Un poème très fort émotionnellement, mais sans pathos, sobre, donc, glaçant de ce désespoir premier, un jour effacé et puis retombé sur El Alto.
Un poème engagé, militant qui sait ne pas oublier la poésie.
Ce poème inspire respect tout en offrant une poétique évidente.

(et merci de m'avoir incitée à consulter le net, pour mieux situer le texte)

Merci du partage.

Éclaircie

   Alfin   
9/12/2019
 a aimé ce texte 
Beaucoup ↑
Voilà un texte fort et engagé. Bravo ! c'est trop rare et donc important à souligner.

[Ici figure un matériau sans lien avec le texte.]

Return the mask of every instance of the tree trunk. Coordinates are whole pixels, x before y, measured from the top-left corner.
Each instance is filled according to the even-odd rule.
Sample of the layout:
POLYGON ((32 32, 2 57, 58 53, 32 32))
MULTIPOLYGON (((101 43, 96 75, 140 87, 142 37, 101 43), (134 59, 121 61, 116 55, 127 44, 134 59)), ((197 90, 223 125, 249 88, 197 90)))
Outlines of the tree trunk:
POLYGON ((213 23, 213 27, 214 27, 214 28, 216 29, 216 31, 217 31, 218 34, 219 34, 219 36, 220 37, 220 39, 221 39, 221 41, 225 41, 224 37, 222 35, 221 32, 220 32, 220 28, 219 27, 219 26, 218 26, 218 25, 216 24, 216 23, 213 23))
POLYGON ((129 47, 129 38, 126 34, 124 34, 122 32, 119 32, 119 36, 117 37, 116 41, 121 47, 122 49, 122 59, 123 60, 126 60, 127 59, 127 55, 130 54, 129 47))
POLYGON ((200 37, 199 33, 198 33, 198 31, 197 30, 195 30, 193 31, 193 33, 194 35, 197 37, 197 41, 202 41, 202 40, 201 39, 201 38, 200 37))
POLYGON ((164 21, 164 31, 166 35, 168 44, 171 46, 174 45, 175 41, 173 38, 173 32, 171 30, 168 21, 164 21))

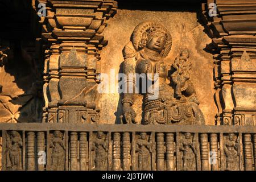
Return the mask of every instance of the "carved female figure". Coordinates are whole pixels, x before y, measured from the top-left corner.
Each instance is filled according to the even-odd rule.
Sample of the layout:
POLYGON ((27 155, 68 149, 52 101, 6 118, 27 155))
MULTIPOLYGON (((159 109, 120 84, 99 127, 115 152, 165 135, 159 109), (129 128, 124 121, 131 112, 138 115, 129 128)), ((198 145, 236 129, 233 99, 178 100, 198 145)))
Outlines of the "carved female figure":
POLYGON ((239 143, 233 133, 229 134, 224 141, 224 148, 226 155, 226 170, 238 170, 239 143))
POLYGON ((21 148, 22 140, 16 131, 11 131, 7 142, 7 167, 13 170, 22 169, 21 148))
POLYGON ((108 144, 105 140, 104 134, 102 131, 98 131, 97 137, 93 143, 92 150, 96 153, 94 170, 107 170, 108 144))
POLYGON ((52 170, 63 171, 64 169, 65 147, 63 140, 63 134, 56 130, 54 136, 51 140, 50 147, 52 147, 52 170))
POLYGON ((140 138, 136 142, 136 152, 138 152, 138 170, 149 171, 151 169, 150 153, 152 143, 147 140, 147 134, 141 133, 140 138))
MULTIPOLYGON (((158 86, 156 97, 156 93, 148 88, 146 88, 146 93, 143 93, 144 124, 204 124, 204 116, 198 106, 193 85, 188 84, 183 88, 184 82, 180 80, 189 76, 186 72, 188 72, 189 69, 181 76, 176 77, 178 85, 176 90, 182 89, 181 95, 178 91, 180 97, 175 97, 172 85, 167 82, 168 68, 164 59, 169 53, 171 46, 171 35, 166 28, 155 23, 139 24, 133 32, 131 41, 123 50, 123 72, 127 76, 125 88, 127 90, 131 90, 139 85, 134 78, 129 77, 134 73, 146 75, 147 80, 152 82, 152 88, 158 86)), ((179 58, 183 63, 180 68, 176 67, 179 71, 181 70, 181 67, 189 68, 187 52, 183 52, 179 58)), ((134 94, 123 94, 123 115, 128 123, 136 122, 136 113, 132 107, 134 100, 134 94)))
POLYGON ((196 147, 193 141, 193 136, 190 133, 185 134, 185 138, 181 139, 180 150, 183 152, 183 169, 184 171, 194 170, 195 163, 196 147))

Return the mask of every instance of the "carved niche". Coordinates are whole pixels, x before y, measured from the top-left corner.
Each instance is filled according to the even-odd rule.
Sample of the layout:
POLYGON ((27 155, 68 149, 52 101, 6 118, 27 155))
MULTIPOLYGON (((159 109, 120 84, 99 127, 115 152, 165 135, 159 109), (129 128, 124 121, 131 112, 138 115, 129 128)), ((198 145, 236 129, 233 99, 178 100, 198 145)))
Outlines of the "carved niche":
POLYGON ((225 170, 240 170, 240 138, 237 134, 229 133, 224 136, 223 150, 225 170))
POLYGON ((90 144, 90 170, 106 171, 108 169, 109 135, 102 131, 92 133, 90 144))
POLYGON ((138 171, 151 170, 152 134, 148 135, 142 132, 136 135, 135 161, 136 169, 138 171))
POLYGON ((6 133, 6 166, 7 170, 22 169, 22 139, 19 132, 6 133))
MULTIPOLYGON (((199 102, 194 87, 189 80, 191 60, 189 51, 184 49, 172 65, 175 70, 167 83, 168 71, 164 59, 172 46, 171 33, 163 26, 155 23, 143 22, 134 29, 130 42, 125 46, 123 72, 127 91, 122 100, 123 115, 126 123, 135 123, 136 113, 133 109, 134 94, 128 92, 139 88, 145 88, 130 74, 145 75, 152 86, 147 86, 143 94, 144 124, 202 125, 204 115, 199 109, 199 102), (154 88, 154 90, 152 90, 154 88), (154 92, 154 90, 156 90, 154 92)), ((122 118, 122 117, 121 117, 122 118)))
POLYGON ((196 170, 196 142, 194 134, 185 133, 180 135, 179 150, 181 153, 180 159, 181 169, 196 170))
POLYGON ((49 170, 64 171, 65 169, 65 137, 64 133, 56 130, 50 134, 50 167, 49 170))

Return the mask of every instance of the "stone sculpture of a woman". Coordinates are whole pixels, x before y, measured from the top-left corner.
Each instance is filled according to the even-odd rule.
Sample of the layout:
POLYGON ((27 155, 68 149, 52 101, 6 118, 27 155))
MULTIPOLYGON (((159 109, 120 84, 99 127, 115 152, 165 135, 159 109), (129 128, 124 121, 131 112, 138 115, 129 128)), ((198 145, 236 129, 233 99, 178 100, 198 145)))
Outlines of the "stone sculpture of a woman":
MULTIPOLYGON (((149 92, 148 88, 143 94, 144 124, 204 124, 195 89, 188 80, 189 77, 179 80, 183 82, 179 83, 179 86, 182 88, 179 97, 174 89, 175 82, 171 81, 170 84, 166 81, 170 68, 167 67, 164 59, 171 51, 171 34, 164 26, 151 22, 139 24, 123 50, 125 59, 123 72, 127 77, 125 85, 127 90, 130 90, 131 86, 132 89, 138 86, 137 79, 130 78, 129 75, 144 73, 147 79, 152 80, 152 86, 159 86, 156 97, 152 97, 155 93, 149 92), (158 78, 156 86, 154 85, 156 77, 158 78)), ((134 93, 125 93, 123 96, 125 121, 127 123, 135 123, 136 113, 132 107, 134 93)))

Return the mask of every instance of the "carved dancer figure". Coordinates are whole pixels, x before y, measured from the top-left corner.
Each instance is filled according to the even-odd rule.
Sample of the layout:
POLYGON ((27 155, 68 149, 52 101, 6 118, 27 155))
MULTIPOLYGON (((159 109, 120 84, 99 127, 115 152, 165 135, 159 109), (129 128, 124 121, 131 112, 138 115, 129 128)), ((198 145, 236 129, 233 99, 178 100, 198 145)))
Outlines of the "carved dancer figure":
MULTIPOLYGON (((174 89, 166 82, 168 69, 164 60, 171 51, 171 34, 164 26, 151 22, 139 24, 133 32, 130 42, 123 50, 125 59, 123 72, 127 78, 125 81, 126 88, 127 90, 133 90, 136 86, 139 87, 140 90, 143 90, 142 88, 143 84, 139 85, 135 82, 135 78, 129 77, 134 73, 145 75, 147 81, 150 80, 152 82, 151 88, 158 87, 158 92, 152 92, 147 87, 146 93, 141 93, 144 96, 144 114, 142 121, 143 124, 204 124, 204 115, 199 107, 194 87, 192 84, 183 81, 189 75, 187 50, 181 52, 175 64, 178 72, 173 77, 176 78, 174 80, 177 85, 176 90, 178 90, 178 98, 175 96, 174 89), (179 90, 183 91, 181 94, 179 90)), ((171 85, 175 82, 171 82, 171 85)), ((123 118, 127 123, 137 123, 136 113, 132 107, 134 94, 125 93, 123 96, 123 117, 120 118, 123 118)))
POLYGON ((20 135, 16 131, 11 131, 6 143, 7 169, 21 170, 22 139, 20 135))
POLYGON ((52 147, 51 169, 63 171, 64 169, 65 147, 63 140, 63 134, 60 131, 54 131, 54 136, 50 143, 52 147))
POLYGON ((105 137, 102 131, 98 131, 97 138, 94 139, 92 147, 92 151, 95 151, 95 168, 96 171, 104 171, 108 169, 108 139, 105 137))
POLYGON ((226 170, 237 171, 239 160, 239 143, 233 133, 229 134, 224 140, 224 152, 226 155, 226 170))
MULTIPOLYGON (((150 141, 151 139, 150 139, 150 141)), ((151 169, 150 153, 152 143, 147 140, 147 134, 141 133, 140 138, 136 142, 136 152, 138 152, 138 170, 149 171, 151 169)))
POLYGON ((185 49, 180 53, 180 56, 176 58, 172 67, 176 70, 171 77, 176 85, 175 94, 177 98, 182 96, 181 92, 187 89, 188 86, 187 81, 190 78, 191 62, 188 60, 189 57, 188 50, 185 49))
POLYGON ((185 138, 181 139, 180 143, 180 150, 183 152, 183 170, 195 170, 193 164, 195 164, 196 151, 193 136, 190 133, 186 133, 185 138))

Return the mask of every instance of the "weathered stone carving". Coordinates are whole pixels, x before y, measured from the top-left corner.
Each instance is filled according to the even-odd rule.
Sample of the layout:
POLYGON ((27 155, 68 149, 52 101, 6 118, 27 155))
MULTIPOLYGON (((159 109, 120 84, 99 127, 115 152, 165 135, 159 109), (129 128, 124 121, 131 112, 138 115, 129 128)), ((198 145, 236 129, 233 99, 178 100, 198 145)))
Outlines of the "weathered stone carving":
POLYGON ((184 171, 196 170, 196 142, 195 136, 190 133, 184 134, 180 139, 179 150, 182 152, 182 169, 184 171))
POLYGON ((141 133, 136 141, 135 151, 138 152, 138 170, 150 171, 151 169, 151 153, 152 138, 148 138, 147 133, 141 133))
POLYGON ((171 77, 175 84, 175 94, 177 98, 182 96, 181 92, 185 91, 188 85, 187 81, 190 77, 191 62, 188 60, 189 57, 188 50, 184 49, 177 57, 172 64, 176 71, 172 73, 171 77))
MULTIPOLYGON (((46 1, 34 0, 35 14, 40 2, 46 1)), ((117 3, 113 0, 47 2, 47 16, 40 20, 46 45, 43 122, 97 122, 100 52, 108 43, 102 33, 117 3)))
POLYGON ((104 171, 108 169, 108 138, 102 131, 98 131, 94 139, 92 151, 95 151, 95 168, 96 171, 104 171))
POLYGON ((66 149, 63 141, 63 134, 61 131, 58 130, 54 131, 49 146, 50 148, 52 148, 51 170, 64 170, 65 150, 66 149))
POLYGON ((18 48, 0 47, 0 122, 40 122, 43 84, 33 43, 9 44, 18 48))
POLYGON ((11 131, 6 139, 6 168, 7 170, 21 170, 22 139, 16 131, 11 131))
POLYGON ((240 147, 239 138, 234 133, 230 133, 225 137, 224 149, 226 156, 226 170, 239 170, 240 147))
POLYGON ((255 2, 246 2, 243 6, 239 1, 229 2, 228 7, 227 2, 215 2, 217 14, 212 17, 208 15, 209 5, 202 6, 202 20, 212 39, 206 49, 213 53, 215 64, 214 100, 218 110, 216 123, 255 125, 255 19, 250 18, 254 14, 251 9, 249 10, 255 2), (227 11, 229 13, 226 14, 227 11))
MULTIPOLYGON (((195 89, 188 81, 191 63, 187 49, 181 53, 173 65, 176 71, 171 77, 176 91, 166 83, 168 68, 163 60, 169 53, 171 46, 171 34, 163 26, 144 22, 136 27, 131 41, 123 51, 123 72, 128 78, 125 81, 127 90, 131 89, 130 86, 131 90, 137 86, 136 78, 129 77, 131 73, 145 73, 147 79, 152 81, 154 86, 159 86, 158 96, 156 97, 152 97, 155 96, 148 88, 144 94, 144 124, 204 124, 204 116, 199 107, 195 89), (158 85, 155 84, 154 80, 157 76, 158 85)), ((132 108, 133 102, 134 94, 123 94, 123 115, 127 123, 136 123, 136 113, 132 108)))

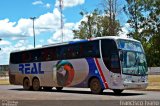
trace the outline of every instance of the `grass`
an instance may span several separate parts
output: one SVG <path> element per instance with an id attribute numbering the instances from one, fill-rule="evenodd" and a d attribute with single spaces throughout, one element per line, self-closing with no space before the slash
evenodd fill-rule
<path id="1" fill-rule="evenodd" d="M 0 79 L 0 85 L 9 85 L 8 79 Z"/>
<path id="2" fill-rule="evenodd" d="M 160 75 L 149 75 L 148 83 L 147 90 L 160 90 Z"/>
<path id="3" fill-rule="evenodd" d="M 149 75 L 148 82 L 146 90 L 160 90 L 160 75 Z M 0 79 L 0 85 L 9 85 L 8 79 Z"/>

La narration est forte et un peu fouillis, je pense que de nombreuses phrases sont inutiles pour faire passer le message.

Personnellement je ne vois pas l'apport de la partie
"La Paz et El Alto,
Richesse et dénuement,
métis en costume triste et
aymara au petit chapeau plein de vie,
parfums subtils des apparitions et
odeurs entêtantes des épices,
La Paz et El Alto,
la greffe suspendue
de deux corps insouciants."

ce qui me dérange c'est l'apparition à plusieurs reprise du "et" (on va me taxer de raciste des conjonctions de coordinations car j'y reviens souvent dans mes commentaires :-)
Ici le "et" rends la phrase longue, très longue et encre longue;-)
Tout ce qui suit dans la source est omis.